The library is partnered with Hoopla, which free offers access to different media such as audiobooks, ebooks, music and TV shows.

==Ajax Archives==
The Ajax Archives was established by town council in 2010. In 2022, the management of the archives was transferred from the Town of Ajax to the Ajax Public Library. Ajax Archives preserves municipal records of permanent value and collects private records from individuals and organizations that help tell the story of the Town of Ajax.
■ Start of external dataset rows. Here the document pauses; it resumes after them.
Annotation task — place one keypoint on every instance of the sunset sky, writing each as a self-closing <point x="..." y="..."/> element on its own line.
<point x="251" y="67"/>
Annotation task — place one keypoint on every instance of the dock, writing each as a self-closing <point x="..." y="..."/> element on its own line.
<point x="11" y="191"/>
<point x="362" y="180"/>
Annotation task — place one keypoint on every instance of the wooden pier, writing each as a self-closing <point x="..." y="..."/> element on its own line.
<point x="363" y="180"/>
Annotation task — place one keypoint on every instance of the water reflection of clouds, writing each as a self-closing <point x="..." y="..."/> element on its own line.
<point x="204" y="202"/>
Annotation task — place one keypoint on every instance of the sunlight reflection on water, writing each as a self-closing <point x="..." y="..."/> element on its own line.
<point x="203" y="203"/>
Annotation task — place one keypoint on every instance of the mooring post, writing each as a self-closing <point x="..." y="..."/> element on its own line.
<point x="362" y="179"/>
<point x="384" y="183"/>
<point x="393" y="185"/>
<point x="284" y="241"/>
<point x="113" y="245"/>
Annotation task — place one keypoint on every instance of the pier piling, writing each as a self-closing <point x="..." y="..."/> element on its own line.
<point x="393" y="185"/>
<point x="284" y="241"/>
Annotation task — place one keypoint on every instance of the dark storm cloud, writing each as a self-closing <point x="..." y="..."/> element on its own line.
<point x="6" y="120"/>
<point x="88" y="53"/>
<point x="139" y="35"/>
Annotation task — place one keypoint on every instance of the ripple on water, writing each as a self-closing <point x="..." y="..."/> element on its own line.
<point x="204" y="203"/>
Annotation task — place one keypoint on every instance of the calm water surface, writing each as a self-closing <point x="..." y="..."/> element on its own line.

Its collection focuses on documenting the area’s historical development, the people who shaped the community, and the Town’s connection to HMS Ajax.

==Branches==

| Branch | Address | Notes | Opened | Image |
| Main Branch | 55 Harwood Ave S, Ajax, ON L1S 2H8 | Part of the municipal complex that contains Ajax Town Hall. | 1967 |  |
| McLean Branch | 95 Magill Dr, Ajax, ON L1T 4M5 | Contains a makerspace and is inside the McLean Community Centre. | 1994 |  |
| Audley Branch | 1955 Audley Rd, Ajax, ON L1Z 1V6 | Located inside the Audley Recreation Centre. | 2019 |
| Grandview Kids Express Branch | 1461 Harwood Ave N, Ajax, ON L1T 0R3 | Located inside Grandview Kids Ajax - The Jerry Coughlan Building | 2024 |

The library previously operated the Village Library branch, which closed in 2019.